La nouveauté aujourd’hui, c’est la possibilité de coupler, de combiner un contrat d’assurance-vie luxembourgeois et la détention d’actifs de type Private Equity pour optimiser leur rendement. «En plus des actifs classiques (actions, obligations, ETF), le Private Equity est très bien adapté à l'assurance-vie, puisque ce sont tous les deux des produits avec un horizon à long terme», indique Giulia Risso, Director Private Insurance Italy chez Bâloise Vie Luxembourg.

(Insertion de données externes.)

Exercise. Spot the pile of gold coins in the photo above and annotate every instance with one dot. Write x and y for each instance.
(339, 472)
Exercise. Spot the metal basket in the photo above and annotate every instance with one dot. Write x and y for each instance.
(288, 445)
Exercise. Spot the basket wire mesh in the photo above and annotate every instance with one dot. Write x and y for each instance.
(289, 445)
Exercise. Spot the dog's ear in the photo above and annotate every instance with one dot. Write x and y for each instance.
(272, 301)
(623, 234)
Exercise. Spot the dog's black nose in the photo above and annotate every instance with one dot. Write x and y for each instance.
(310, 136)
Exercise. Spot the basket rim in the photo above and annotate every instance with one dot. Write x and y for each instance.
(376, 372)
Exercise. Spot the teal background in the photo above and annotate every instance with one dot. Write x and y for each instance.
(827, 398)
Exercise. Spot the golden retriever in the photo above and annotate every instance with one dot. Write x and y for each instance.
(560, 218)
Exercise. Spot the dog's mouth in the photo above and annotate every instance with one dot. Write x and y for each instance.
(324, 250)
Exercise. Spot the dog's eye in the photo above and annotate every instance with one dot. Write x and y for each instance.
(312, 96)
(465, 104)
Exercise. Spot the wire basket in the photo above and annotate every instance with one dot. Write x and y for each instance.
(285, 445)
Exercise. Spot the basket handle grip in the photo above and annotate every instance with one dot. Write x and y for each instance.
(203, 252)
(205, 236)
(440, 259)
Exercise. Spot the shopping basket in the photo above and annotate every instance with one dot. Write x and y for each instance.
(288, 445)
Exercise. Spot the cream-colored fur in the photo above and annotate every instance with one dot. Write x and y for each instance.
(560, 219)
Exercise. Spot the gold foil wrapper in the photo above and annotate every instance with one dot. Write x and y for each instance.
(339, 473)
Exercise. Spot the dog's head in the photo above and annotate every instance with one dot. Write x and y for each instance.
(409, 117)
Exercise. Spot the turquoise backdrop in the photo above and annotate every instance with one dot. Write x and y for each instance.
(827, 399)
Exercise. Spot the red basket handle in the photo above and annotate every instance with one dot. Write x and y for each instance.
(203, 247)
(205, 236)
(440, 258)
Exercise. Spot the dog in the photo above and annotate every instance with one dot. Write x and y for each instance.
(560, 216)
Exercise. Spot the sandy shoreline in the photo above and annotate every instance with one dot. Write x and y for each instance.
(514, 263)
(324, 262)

Dans un contrat luxembourgeois en particulier, le Private Equity permet une diversification du portefeuille contenu dans la police d’assurance, de réduire la volatilité globale, d’obtenir une nouvelle source de rendement décorrélée des marchés traditionnels et, enfin, en période de taux bas, d’afficher des performances intéressantes. «L’investissement en Private Equity dans le contrat d’assurance bénéficie également des avantages typiques de l’assurance-vie en Italie (contrat insaisissable, dont le bénéfice est exclu de la masse successorale, non soumis aux droits de succession et dont la fiscalité est reportée au moment du paiement de la prestation), ainsi que de la protection exceptionnelle prévue par la loi luxembourgeoise», précise Giulia Risso.

La question qui vient alors naturellement à l’esprit est de savoir si tous les types de Private Equity conviennent à un contrat d’assurance-vie. «En théorie oui!», répond Pascale Sicurani, Product Manager chez Bâloise Vie Luxembourg, avant de préciser: «Notre département dédié au Private Equity est garant du respect des règles d'admissibilité internes et des obligations réglementaires. On ne peut par exemple pas imaginer un contrat d’assurance-vie investi à 100% dans du Private Equity, pour des raisons de sécurité en termes de liquidités et puis comme pour tous les autres actifs, il ne faut pas ‘mettre tous ses œufs dans le même panier’.» Il semble également que certains types de Private Equity ne soient pas adaptés à un contrat d’assurance-vie, précise Giulia Risso: «Ceux qui investissent dans des œuvres d’art, des bijoux, des yachts, des avions, des chevaux de course, des villas et des résidences familiales me semblent inadéquats. » La possibilité d’obtenir une évaluation annuelle régulière, réalisée par un indépendant ou par une banque, semble d’ailleurs fondamentale pour nos spécialistes.

«Pour celui qui gère un fonds de type Private Equity, il est très important de sélectionner des entreprises ayant des compétences distinctives et innovantes. Ce sont précisément ces entreprises qui sont les plus performantes et donc les plus aptes à créer de la valeur», conseille Marco Canale pour conclure.